This article originally appeared in the Hamilton Spectator on July 8, 2021.


America’s largest gunmaker has been given a rude awakening by Ontario’s Superior Court of Justice.

In a recently released landmark ruling, Superior Court Justice Paul Perell shot down an attempt by U.S. gun giant Smith & Wesson Corp. to have a Canadian class action lawsuit against it thrown out.

The judge ruled that the lawsuit can go forward on the basis that the company might be found liable for choosing not to include safety features in its handguns that could have prevented a deadly shooting spree with a stolen gun on the Danforth in Toronto in 2018.

Such a lawsuit could never happen in the U.S. That’s because in 2005, under pressure from the powerful U.S. gun lobby, a compliant U.S. Congress passed the Protection of Lawful Commerce in Arms Act under which Smith & Wesson and other gun makers there have enjoyed absolute immunity from civil lawsuits arising from the criminal or unlawful misuse of their products.

If Smith & Wesson expected Canadian Courts to be as compliant as U.S. legislators, Justice Perell has sharply disabused the company — and its fellow merchants of death — of any such illusion.

In allowing the lawsuit to proceed, the judge reinforced the centuries-old legal principles that heralded the modern law of negligence and the heightened duties of care owed by manufacturers of products that are dangerous in themselves — such as handguns.

The victims’ case is that Smith & Wesson was negligent in choosing not to build “smart gun” technology into its guns when it knew that such technology was available and could prevent them from being used by unauthorized persons for criminal purposes.

In his clear and well-reasoned ruling, the judge emphasized that Smith & Wesson cannot be blamed for the Danforth shooting itself. Nevertheless, he left the door wide open for the court to determine at trial whether the company was culpably careless in the way it manufactured the stolen killing machine used by the shooter.

Justice Perell noted that smart gun technology has existed since the 1970s and that as early as 1998, Smith & Wesson itself began developing authorized user technology and created a series of inventions and filed patent applications for safety features such as biometric skin sensors that scan a gun user’s fingerprints and prevent a weapon from being fired if they don’t match an authorized user.

In 2003, Smith & Wesson entered into an agreement with the U.S. government in which it acknowledged that over 200,000 firearms are stolen from authorized users in the U.S. every year and that the company’s weapons were not equipped to fully block unauthorized users.

Smith & Wesson agreed to commit a percentage of its annual firearms sales revenues to developing smart gun technology — and the company even promised to incorporate such technology into all new firearms designs within 36 months of the agreement.

However, within two years of that agreement, the U.S. Congress came to the gunmakers’ rescue by enacting the Protection of Lawful Commerce in Arms Act. A more accurate name would have been The Gunmakers’ Protection Act.

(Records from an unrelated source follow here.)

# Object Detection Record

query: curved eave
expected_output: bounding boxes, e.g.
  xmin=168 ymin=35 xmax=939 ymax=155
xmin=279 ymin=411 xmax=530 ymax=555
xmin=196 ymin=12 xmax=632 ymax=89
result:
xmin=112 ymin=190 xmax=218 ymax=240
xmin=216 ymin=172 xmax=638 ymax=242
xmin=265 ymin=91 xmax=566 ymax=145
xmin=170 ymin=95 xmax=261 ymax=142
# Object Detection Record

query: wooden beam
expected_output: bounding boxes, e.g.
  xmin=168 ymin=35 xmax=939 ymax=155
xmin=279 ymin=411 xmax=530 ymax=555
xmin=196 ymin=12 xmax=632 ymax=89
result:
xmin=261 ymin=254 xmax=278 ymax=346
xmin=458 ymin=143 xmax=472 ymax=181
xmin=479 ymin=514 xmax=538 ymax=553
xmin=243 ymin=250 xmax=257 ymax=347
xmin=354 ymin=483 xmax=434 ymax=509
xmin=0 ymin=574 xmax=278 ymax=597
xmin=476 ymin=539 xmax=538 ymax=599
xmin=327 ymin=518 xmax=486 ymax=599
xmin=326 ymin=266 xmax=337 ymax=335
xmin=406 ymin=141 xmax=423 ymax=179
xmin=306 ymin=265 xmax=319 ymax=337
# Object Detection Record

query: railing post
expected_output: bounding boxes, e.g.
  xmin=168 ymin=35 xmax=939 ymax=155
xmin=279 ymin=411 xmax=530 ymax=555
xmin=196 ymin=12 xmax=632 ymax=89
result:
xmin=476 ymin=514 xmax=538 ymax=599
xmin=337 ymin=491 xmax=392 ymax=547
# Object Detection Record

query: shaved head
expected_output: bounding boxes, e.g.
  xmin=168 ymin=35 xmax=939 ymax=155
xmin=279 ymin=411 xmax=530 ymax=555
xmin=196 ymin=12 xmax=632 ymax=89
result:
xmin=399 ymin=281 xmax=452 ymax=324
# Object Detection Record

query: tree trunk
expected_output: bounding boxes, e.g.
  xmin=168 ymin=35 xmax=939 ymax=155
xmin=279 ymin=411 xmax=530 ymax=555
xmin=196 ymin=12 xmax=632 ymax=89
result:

Once Congress had its back, Smith & Wesson never complied with the agreement. The judge found that the company let its authorized user patents lapse and never adopted authorized user technology or other feasible safety measures.

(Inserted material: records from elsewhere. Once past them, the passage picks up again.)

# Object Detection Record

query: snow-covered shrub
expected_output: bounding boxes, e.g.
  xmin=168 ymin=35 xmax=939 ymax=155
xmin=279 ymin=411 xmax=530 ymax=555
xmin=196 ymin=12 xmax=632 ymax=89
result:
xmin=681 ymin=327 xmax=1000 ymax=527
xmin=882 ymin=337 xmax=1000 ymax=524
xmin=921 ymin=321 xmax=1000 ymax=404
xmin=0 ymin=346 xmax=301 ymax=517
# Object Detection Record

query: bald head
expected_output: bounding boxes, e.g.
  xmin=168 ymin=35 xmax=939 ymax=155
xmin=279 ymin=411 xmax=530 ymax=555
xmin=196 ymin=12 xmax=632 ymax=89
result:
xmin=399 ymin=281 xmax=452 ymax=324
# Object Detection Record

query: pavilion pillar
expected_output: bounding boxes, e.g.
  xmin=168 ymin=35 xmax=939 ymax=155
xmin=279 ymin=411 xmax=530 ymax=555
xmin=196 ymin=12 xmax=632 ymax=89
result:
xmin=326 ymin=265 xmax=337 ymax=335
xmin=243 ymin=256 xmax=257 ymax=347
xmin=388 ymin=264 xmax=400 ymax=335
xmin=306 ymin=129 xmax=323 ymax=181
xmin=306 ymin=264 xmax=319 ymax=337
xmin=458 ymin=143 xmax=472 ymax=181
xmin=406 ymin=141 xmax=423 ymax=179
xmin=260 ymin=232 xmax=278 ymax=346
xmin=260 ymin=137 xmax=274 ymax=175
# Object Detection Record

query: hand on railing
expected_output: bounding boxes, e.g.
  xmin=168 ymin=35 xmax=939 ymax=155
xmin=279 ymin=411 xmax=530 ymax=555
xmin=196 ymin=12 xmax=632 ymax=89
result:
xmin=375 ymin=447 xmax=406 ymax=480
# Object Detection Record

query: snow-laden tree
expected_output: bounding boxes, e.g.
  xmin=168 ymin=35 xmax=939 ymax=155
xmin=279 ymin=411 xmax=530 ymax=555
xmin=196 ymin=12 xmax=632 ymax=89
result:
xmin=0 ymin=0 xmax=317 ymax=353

With no risk of being sued in the U.S., gunmakers had little commercial incentive to incur the cost of such technology. Congress had given them a free pass.

As for the gun lobby, it cannot have escaped its notice that stolen guns are good for gun sales. After all, in the gun-crazed U.S.A., if your gun gets stolen, you’ll be more afraid than ever — and keen to replace it.

Good for business? Maybe. But certainly not good for the public at large. Citing a report from the U.S. Federal Bureau of Alcohol, Tobacco, Firearms and Explosives, the Canadian Judge noted that: “Lost and stolen firearms pose a substantial threat to public safety and to law enforcement. Those that steal firearms commit violent crimes with stolen guns, transfer stolen firearms to others who commit crimes, and create an unregulated secondary market for firearms, including a market for those who are prohibited by law from possessing a gun.”

Justice Perell got it right. Gunmakers don’t get a free pass here. An industry that has the wherewithal to make its dangerous product safer but still chooses not to can expect to be held accountable by Canadian courts.

The judge’s ruling is a stark reminder of how precious our civil justice system is — and that, as Ralph Nader taught General Motors more than half a century ago, if you negligently endanger citizens with your product, a lawsuit can make you pay.

Only in Canada, you say? Pity.


Dermot Nolan is a Certified Specialist in Civil Litigation and partner at Nolan, Ciarlo LLP, Hamilton Lawyers.